1/2 cup unsweetened cocoa
1/2 cup chopped pitted dates
1 teaspoon instant coffee granules
1/2 cup boiling water
2/3 cup whole wheat flour
1/2 teaspoon baking powder
1/4 teaspoon salt
1/3 cup walnuts toasted *
1 egg
1 egg white
1 cup plus 1 tablespoon sugar, divided
2 tablespoons canola oil
1 teaspoon vanilla extract
1/4 semi sweet chocolate chips

1) Heat oven to 350 F. Coat 8x11 inch baking dish with non stick cooking spray. In medium bowl, combine cocoa, dates and coffee.Add boiling water; stir until cocoa has dissolved. Let stand about 10 minutes or until completely cooled.

2) In food processor, flour, baking powder, salt and walnuts; process until walnuts are ground.
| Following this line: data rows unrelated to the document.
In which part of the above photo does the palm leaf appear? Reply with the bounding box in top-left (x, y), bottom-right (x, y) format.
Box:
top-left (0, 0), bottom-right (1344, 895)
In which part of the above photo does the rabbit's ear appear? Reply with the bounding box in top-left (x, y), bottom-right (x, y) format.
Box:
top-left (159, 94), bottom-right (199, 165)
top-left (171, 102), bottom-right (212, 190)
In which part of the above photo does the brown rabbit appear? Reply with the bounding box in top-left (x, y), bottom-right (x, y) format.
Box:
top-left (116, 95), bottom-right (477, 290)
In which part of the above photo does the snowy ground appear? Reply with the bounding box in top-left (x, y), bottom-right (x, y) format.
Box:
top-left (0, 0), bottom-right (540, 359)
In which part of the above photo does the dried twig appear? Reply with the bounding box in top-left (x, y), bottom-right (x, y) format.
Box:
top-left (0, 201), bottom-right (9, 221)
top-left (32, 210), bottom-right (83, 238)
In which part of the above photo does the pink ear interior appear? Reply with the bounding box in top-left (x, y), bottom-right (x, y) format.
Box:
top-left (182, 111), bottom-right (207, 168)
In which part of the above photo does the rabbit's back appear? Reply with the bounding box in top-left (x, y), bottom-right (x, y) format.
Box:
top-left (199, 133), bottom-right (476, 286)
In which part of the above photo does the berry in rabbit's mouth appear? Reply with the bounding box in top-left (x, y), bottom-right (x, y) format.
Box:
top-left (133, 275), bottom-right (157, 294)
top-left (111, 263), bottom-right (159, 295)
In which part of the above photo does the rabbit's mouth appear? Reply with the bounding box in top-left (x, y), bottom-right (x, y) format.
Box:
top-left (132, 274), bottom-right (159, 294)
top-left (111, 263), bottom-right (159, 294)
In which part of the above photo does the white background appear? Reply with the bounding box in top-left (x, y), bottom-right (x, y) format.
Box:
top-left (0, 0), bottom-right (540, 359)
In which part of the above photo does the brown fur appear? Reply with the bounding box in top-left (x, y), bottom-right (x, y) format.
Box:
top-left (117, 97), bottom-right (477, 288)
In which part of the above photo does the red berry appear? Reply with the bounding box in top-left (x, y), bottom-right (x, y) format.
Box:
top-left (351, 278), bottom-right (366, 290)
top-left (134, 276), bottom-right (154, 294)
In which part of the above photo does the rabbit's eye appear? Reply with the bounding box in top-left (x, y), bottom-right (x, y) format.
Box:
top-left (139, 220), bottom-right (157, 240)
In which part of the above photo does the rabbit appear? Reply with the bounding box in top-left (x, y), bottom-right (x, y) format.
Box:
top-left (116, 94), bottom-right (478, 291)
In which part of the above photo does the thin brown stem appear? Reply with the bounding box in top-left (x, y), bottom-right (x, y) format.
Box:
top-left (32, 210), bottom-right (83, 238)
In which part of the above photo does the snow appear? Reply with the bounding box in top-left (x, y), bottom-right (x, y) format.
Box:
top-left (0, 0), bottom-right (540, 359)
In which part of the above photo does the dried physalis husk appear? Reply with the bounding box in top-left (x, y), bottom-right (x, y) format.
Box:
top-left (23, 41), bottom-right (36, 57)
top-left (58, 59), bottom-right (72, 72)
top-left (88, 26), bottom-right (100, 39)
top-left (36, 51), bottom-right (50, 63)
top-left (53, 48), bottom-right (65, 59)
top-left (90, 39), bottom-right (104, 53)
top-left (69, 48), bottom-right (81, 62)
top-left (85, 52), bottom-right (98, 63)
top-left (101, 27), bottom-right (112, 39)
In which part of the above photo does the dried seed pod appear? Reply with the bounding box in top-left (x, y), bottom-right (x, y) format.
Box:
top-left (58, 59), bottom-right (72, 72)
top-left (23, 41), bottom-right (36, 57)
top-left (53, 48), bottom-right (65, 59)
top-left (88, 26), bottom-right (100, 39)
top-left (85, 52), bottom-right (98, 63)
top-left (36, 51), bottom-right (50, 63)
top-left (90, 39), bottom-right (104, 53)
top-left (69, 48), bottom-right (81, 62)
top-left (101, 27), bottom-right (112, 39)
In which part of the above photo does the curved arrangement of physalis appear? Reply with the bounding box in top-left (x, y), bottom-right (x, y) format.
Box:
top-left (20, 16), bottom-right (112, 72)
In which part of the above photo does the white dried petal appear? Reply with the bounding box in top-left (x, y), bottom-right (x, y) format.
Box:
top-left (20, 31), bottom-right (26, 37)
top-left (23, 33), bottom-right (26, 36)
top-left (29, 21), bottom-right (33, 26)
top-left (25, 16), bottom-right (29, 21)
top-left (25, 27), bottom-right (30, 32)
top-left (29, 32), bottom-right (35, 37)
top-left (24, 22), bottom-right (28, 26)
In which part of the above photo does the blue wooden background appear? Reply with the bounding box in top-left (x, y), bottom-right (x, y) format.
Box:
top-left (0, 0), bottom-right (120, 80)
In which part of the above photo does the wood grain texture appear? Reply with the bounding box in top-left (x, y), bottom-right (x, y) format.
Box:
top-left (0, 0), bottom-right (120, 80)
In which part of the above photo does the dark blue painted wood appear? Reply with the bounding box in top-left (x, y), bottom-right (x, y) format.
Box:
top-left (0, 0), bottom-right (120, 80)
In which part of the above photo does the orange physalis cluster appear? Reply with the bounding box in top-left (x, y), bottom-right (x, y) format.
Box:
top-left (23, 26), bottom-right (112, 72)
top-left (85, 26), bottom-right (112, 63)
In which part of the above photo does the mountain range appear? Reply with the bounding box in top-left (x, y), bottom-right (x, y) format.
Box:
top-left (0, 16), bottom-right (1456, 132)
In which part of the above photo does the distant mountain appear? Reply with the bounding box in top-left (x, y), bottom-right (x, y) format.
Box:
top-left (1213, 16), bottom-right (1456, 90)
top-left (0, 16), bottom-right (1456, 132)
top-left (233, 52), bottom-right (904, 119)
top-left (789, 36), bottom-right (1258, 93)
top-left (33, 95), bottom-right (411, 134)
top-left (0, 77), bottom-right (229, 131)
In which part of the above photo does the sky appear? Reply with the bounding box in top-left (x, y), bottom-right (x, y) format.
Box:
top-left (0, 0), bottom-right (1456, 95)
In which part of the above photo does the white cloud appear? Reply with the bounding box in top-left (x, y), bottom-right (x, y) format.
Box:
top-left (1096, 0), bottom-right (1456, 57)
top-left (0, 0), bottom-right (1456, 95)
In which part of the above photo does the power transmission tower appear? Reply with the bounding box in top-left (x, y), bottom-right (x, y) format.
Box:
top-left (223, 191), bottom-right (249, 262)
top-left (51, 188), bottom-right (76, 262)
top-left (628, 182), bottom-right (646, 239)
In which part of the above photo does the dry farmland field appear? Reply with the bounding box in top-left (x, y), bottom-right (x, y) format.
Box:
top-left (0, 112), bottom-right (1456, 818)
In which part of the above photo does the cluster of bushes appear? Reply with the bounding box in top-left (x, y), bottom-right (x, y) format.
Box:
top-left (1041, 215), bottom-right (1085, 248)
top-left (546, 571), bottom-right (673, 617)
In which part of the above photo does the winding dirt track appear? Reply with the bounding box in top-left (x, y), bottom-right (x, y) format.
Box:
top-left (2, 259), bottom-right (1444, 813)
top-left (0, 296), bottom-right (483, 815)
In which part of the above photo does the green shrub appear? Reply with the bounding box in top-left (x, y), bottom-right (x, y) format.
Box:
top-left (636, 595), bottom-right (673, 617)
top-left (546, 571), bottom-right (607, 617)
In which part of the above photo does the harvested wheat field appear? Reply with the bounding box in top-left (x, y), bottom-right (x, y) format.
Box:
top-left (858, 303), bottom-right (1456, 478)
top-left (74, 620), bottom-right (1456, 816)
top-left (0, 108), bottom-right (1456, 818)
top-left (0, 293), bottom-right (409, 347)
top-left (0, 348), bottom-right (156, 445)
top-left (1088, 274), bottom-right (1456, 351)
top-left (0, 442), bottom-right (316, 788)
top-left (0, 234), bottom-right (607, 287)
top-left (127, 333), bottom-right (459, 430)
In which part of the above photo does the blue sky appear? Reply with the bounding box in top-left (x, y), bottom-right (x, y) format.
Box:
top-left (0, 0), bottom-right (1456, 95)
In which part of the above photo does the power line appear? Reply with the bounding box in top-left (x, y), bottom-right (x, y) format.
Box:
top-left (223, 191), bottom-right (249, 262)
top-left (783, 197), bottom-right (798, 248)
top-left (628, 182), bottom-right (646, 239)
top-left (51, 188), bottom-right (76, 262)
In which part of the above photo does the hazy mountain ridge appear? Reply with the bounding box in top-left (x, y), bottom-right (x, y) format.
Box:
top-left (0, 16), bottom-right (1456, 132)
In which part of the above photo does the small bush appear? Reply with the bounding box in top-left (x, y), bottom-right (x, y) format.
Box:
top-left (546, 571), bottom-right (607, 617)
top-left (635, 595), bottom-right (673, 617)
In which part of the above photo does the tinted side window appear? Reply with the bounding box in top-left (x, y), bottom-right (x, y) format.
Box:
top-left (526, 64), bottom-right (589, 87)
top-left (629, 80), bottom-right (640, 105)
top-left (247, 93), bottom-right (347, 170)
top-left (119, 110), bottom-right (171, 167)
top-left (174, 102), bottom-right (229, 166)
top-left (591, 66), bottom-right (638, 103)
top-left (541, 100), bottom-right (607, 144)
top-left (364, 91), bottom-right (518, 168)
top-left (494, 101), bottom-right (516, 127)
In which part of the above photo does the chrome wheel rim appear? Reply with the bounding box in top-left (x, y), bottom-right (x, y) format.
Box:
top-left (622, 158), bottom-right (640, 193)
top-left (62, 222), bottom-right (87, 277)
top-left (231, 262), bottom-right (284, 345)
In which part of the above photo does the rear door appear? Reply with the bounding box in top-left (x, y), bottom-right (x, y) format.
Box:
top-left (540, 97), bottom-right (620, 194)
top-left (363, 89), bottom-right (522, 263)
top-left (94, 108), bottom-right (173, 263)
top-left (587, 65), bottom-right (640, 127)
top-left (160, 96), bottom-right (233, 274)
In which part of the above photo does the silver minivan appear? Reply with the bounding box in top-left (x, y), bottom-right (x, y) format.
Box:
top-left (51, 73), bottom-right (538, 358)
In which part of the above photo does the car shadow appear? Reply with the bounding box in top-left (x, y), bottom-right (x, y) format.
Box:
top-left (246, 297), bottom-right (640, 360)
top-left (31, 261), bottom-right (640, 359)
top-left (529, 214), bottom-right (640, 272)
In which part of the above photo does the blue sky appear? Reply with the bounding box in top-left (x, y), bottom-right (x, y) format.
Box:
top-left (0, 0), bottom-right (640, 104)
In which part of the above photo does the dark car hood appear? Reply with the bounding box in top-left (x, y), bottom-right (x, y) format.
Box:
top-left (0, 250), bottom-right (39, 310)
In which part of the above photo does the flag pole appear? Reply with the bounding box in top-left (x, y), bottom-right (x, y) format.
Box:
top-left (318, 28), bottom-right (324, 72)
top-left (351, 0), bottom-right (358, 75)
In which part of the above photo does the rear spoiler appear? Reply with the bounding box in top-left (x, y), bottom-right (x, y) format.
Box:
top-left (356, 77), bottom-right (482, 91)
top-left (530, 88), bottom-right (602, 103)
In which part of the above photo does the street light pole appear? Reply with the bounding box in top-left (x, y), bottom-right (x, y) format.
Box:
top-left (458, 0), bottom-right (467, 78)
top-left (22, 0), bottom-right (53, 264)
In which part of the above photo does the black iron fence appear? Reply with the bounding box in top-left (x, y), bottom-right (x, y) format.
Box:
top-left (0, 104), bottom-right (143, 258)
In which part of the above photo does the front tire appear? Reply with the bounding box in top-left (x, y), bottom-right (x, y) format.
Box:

Transfer to large bowl.

3) Scrape cooled cocoa mixture into food processor. Add egg, egg white, 1 cup of the sugar, canola oil and vanilla; process until smooth, stopping once or twice to scrape down sides of bowl.

4) Add cocoa mixture to reserved flour mixture; mix with rubber spatula just until dry ingredients are moistened. Stir in chocolate chips. Scrape batter into baking dish, spreading evenly. Sprinkle the remaining 1 tablespoon of sugar evenly over the top.

5) Bake brownies 22 to 25 minutes or until top is firm around edges and just set in center. Let cool in pan on wire rack. Cut into bars**

12 servings
Preparation time: 20 minutes
Ready to serve: 1 hour 15 minutes

Per serving: 185 calories
6.5 g total fat (1.5 g saturated fat) 3 g protein, 32 g carbs, 18 mg cholesterol, 77 mg sodium, 3 g fiber

TIP * To toast walnuts, place in a dry skillet. Cook, stirring constantly, over medium-low heat 3 minutes or until fragrant. Transfer to a small bowl to cool.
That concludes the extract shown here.